Prof Shinya Yamanaka: Nobel Prize Win for iPS Stem Cell Pioneer?

Prof Shinya Yamanaka: Nobel Prize Win for iPS Stem Cell Pioneer? Will the Nobel Prize for medicine go to the Japanese researcher – Kyoto University Professor Shinya Yamanaka – who discovered how to make stem cells out of ordinary skin? We will know the answer on Monday when the Nobel committee announces its pick.

In 2007, Yamanaka discovered how to tinker with human skin cells so they can behave like embryonic stem cells.

Both Swedish Radio and Dagens Nyheter science writer Karin Borj pick Yamanaka for the award. Nyheter holds a good track record in predicting Nobel medicine winners.

Other predictions include Yamanaka sharing the award with Canadian stem cell researchers Ernest Mc Culloch and James Till who had their early stem cell identification way back 1970 or with British Cloning pioneer John Gurdon.
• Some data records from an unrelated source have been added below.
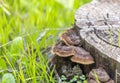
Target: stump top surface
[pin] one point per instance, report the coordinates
(99, 25)
(98, 13)
(101, 41)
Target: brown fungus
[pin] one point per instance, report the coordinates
(100, 73)
(62, 50)
(110, 81)
(70, 37)
(92, 81)
(81, 56)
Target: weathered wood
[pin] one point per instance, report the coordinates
(98, 24)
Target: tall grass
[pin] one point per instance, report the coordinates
(22, 23)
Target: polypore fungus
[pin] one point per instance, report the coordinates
(62, 50)
(70, 37)
(99, 73)
(81, 56)
(92, 81)
(110, 81)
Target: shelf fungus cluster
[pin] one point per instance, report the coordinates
(99, 75)
(69, 46)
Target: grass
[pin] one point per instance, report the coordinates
(27, 27)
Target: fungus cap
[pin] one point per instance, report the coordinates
(82, 57)
(62, 50)
(70, 37)
(91, 81)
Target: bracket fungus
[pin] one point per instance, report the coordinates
(62, 50)
(81, 56)
(70, 37)
(91, 81)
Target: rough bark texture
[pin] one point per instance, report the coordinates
(98, 24)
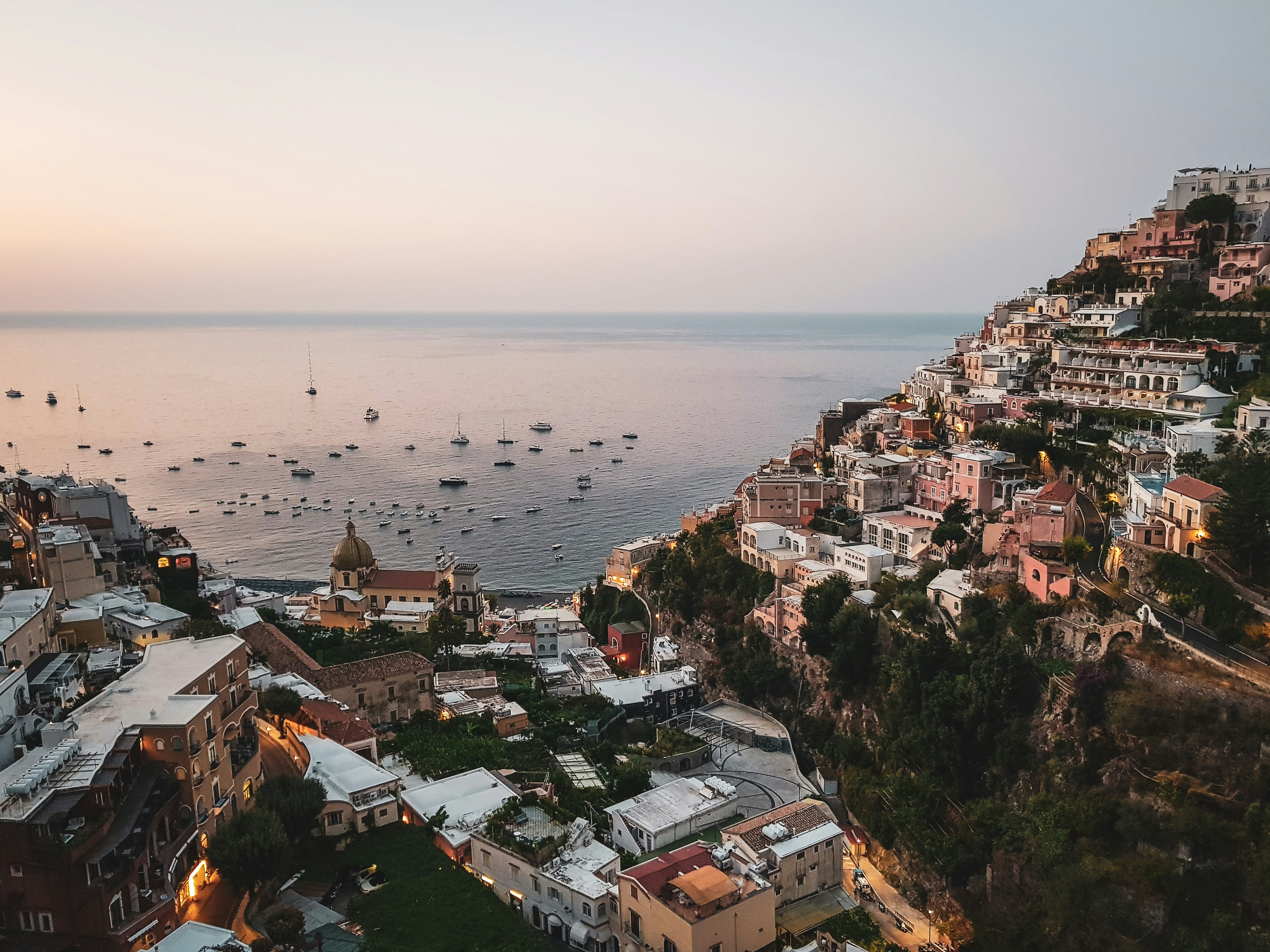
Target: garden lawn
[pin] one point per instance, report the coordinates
(430, 903)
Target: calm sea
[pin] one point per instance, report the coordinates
(709, 397)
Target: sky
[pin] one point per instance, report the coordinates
(596, 156)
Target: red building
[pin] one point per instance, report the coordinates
(628, 645)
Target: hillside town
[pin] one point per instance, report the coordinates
(712, 745)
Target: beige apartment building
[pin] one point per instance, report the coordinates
(801, 845)
(629, 559)
(695, 899)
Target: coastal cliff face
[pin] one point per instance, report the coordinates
(1033, 800)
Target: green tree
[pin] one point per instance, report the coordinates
(630, 780)
(294, 800)
(251, 848)
(280, 702)
(958, 511)
(1075, 549)
(949, 534)
(1218, 210)
(1240, 522)
(446, 630)
(1193, 464)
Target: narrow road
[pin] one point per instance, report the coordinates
(915, 918)
(215, 903)
(1188, 632)
(275, 757)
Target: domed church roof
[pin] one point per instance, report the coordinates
(352, 552)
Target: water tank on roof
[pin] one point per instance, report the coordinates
(776, 832)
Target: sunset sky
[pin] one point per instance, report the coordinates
(583, 156)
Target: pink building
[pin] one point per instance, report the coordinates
(1240, 269)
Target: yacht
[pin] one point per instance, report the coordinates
(459, 439)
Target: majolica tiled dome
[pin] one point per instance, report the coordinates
(352, 552)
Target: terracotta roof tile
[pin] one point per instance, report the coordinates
(343, 676)
(1057, 492)
(797, 818)
(404, 579)
(1194, 489)
(281, 653)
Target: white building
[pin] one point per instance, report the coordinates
(863, 564)
(27, 625)
(1105, 320)
(360, 794)
(468, 800)
(670, 813)
(73, 560)
(949, 589)
(18, 719)
(802, 845)
(572, 897)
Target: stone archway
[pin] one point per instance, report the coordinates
(1119, 642)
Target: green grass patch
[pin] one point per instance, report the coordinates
(430, 904)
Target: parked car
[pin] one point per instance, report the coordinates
(371, 879)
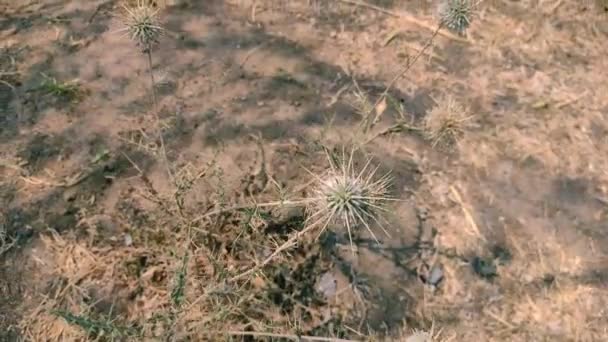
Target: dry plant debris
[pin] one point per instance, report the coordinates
(445, 123)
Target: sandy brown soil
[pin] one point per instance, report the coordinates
(511, 215)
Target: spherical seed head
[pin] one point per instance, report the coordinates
(348, 197)
(457, 14)
(142, 24)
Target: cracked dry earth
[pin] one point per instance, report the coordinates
(501, 237)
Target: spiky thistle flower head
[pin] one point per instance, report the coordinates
(142, 24)
(346, 196)
(457, 14)
(445, 123)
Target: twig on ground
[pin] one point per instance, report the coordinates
(405, 17)
(287, 336)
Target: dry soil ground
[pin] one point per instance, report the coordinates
(501, 234)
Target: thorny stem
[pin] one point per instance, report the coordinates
(159, 127)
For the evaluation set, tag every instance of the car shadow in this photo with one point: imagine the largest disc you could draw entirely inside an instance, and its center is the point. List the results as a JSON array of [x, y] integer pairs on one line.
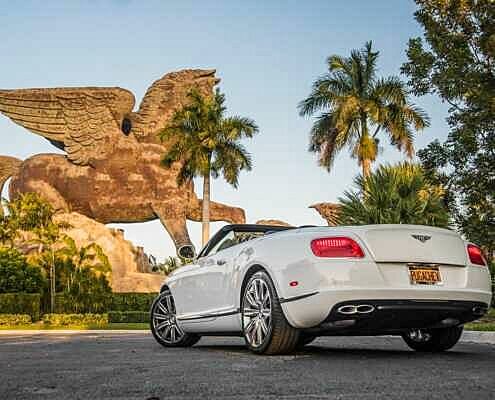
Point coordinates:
[[333, 352]]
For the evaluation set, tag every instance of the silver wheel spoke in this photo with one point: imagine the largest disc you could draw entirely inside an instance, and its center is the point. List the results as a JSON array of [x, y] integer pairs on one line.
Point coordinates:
[[162, 308], [256, 312], [169, 304], [249, 312], [250, 299], [264, 327], [164, 323]]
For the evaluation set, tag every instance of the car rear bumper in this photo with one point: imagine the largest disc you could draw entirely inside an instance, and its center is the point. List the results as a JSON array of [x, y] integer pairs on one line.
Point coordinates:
[[392, 308], [397, 316]]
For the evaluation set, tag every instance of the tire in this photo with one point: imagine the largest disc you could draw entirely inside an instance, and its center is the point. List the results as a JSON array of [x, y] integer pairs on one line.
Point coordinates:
[[264, 326], [164, 326], [304, 340], [436, 340]]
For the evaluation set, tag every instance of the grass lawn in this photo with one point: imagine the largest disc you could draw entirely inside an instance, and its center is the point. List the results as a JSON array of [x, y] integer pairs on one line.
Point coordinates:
[[41, 326]]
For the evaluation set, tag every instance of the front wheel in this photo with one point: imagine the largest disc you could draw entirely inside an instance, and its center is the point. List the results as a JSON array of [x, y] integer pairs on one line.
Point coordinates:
[[265, 328], [433, 340], [164, 326]]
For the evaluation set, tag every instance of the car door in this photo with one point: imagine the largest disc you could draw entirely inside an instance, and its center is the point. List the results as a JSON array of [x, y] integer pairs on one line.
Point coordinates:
[[206, 288]]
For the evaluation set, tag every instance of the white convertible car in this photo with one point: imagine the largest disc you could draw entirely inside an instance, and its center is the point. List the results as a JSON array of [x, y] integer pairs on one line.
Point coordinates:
[[281, 287]]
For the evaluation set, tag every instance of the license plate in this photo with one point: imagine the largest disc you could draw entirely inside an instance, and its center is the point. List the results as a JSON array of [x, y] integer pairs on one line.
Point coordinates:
[[420, 275]]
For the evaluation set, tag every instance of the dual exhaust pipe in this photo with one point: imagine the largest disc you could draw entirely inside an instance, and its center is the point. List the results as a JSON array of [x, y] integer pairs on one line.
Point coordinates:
[[351, 309]]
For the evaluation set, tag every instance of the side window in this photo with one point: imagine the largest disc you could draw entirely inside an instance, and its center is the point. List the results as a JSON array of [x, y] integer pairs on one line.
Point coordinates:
[[225, 243]]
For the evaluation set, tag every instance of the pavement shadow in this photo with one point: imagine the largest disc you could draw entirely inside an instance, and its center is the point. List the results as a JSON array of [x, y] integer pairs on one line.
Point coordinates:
[[335, 352]]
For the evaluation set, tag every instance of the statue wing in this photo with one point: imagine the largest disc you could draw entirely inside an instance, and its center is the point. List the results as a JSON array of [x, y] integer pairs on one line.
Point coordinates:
[[78, 120]]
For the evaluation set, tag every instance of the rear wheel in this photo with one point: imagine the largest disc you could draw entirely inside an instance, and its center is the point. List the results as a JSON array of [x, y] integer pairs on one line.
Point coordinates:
[[266, 331], [433, 340], [164, 326]]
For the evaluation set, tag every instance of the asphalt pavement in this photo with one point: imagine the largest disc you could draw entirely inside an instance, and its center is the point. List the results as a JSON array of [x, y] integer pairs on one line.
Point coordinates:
[[132, 366]]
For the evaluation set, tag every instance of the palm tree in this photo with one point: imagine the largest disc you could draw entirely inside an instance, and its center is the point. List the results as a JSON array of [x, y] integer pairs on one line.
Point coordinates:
[[356, 106], [207, 144], [398, 194]]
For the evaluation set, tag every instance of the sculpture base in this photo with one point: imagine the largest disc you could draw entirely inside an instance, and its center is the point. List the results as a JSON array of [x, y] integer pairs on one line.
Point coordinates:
[[129, 267]]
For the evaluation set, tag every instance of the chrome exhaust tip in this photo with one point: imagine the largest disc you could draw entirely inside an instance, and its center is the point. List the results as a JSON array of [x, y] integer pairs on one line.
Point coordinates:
[[365, 309], [347, 310], [479, 311], [351, 309]]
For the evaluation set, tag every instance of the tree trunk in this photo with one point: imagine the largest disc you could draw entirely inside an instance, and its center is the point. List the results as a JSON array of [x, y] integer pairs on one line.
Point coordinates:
[[366, 165], [366, 162], [206, 208]]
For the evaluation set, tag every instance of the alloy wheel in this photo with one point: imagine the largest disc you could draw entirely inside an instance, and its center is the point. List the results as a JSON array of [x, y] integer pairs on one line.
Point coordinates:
[[257, 312], [164, 320]]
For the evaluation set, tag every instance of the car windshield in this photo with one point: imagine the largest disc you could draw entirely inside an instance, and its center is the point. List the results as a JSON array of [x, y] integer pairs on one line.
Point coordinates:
[[232, 235]]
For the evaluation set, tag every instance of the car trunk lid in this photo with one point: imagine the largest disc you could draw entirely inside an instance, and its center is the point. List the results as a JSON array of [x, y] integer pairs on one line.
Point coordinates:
[[414, 244]]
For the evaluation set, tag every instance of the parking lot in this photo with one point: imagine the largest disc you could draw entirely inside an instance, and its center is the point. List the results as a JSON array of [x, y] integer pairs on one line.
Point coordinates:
[[132, 366]]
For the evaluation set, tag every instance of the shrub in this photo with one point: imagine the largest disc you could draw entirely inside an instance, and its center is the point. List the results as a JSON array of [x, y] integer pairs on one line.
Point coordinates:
[[89, 293], [14, 319], [82, 320], [16, 275], [132, 301], [21, 303], [128, 316]]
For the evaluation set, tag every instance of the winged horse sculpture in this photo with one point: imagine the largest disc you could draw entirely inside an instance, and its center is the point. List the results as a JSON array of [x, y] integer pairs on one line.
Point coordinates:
[[111, 169]]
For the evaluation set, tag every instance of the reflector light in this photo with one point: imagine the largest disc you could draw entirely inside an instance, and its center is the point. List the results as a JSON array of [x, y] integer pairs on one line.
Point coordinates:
[[336, 247], [476, 255]]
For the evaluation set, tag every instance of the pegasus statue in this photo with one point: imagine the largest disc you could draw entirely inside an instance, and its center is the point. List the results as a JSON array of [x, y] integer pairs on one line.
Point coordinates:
[[111, 169]]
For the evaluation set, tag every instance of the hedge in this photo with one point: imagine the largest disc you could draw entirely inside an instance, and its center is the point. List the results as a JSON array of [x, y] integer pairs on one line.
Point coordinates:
[[128, 317], [132, 301], [14, 319], [21, 303], [75, 319]]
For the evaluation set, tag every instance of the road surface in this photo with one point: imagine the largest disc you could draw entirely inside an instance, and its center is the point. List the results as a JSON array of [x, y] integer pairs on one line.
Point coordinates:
[[132, 366]]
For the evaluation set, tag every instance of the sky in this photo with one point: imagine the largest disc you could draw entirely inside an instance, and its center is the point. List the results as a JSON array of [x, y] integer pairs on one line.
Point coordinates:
[[267, 54]]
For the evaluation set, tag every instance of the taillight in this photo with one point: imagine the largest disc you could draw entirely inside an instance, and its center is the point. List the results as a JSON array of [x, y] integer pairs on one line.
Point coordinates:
[[476, 255], [336, 247]]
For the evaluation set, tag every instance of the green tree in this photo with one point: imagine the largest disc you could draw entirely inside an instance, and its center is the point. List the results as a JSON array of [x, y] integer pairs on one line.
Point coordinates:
[[208, 145], [398, 194], [455, 60], [29, 213], [355, 106], [16, 275]]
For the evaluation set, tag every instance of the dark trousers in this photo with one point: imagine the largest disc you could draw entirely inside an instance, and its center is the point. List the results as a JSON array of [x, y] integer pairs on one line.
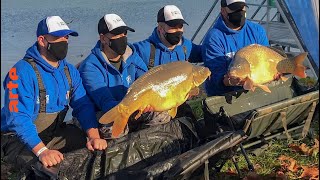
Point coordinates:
[[65, 139]]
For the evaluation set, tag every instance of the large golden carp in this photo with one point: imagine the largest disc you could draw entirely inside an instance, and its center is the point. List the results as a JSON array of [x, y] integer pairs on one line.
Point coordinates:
[[163, 88], [256, 65]]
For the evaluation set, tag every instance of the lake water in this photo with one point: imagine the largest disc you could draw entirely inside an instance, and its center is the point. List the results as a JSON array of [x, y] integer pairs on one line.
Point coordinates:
[[19, 20]]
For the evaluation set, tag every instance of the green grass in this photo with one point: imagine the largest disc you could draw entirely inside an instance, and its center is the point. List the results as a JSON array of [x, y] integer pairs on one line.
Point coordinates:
[[267, 163]]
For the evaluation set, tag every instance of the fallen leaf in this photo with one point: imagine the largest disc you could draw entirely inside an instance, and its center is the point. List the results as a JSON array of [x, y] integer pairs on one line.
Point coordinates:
[[280, 176], [252, 176], [303, 148], [310, 172], [288, 163], [295, 148], [231, 171]]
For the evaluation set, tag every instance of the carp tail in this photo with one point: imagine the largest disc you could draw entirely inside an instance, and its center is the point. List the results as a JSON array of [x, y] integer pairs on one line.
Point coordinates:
[[299, 69]]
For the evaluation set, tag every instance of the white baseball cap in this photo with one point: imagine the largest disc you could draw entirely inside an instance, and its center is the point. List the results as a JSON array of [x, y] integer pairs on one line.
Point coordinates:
[[112, 23], [171, 15]]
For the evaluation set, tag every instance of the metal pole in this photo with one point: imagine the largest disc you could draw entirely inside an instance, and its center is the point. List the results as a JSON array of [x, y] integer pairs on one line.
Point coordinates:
[[255, 13], [204, 20], [284, 11]]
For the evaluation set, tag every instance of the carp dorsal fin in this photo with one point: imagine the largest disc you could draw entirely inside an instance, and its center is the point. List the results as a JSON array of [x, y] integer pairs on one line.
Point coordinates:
[[194, 91], [248, 84], [173, 112], [299, 69], [279, 50]]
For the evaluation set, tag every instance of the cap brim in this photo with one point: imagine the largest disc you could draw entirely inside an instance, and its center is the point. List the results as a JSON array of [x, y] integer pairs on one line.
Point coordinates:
[[63, 33], [121, 29], [237, 6], [175, 22]]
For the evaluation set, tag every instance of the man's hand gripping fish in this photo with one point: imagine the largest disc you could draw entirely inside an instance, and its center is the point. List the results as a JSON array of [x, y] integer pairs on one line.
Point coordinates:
[[163, 88]]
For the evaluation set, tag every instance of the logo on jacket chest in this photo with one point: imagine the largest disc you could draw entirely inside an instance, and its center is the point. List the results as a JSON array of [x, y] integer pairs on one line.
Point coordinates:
[[47, 99], [129, 80]]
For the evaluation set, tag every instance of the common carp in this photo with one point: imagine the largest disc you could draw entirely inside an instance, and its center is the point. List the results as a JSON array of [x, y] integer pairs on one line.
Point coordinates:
[[163, 88], [256, 65]]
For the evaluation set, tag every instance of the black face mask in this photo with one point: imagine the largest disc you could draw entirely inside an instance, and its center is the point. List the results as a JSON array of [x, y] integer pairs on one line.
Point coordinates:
[[58, 49], [237, 18], [119, 45], [173, 38]]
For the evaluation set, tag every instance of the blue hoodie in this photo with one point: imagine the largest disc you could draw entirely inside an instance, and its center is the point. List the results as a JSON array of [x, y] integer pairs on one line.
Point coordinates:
[[105, 85], [219, 46], [56, 85], [163, 55]]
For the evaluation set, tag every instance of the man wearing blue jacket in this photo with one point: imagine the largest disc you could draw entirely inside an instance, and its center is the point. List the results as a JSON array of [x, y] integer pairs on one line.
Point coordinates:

Thomson Reuters picked American scientists Douglas Coleman and Jeffrey Friedman as these year’s awardees. The two discovered a hormone that regulates appetite.

If Borj is correct again in his prediction that Yamanaka will receive the award, Yamanaka will receive 10 million Swedish kronor (about $1.5M), a diploma and a gold medal.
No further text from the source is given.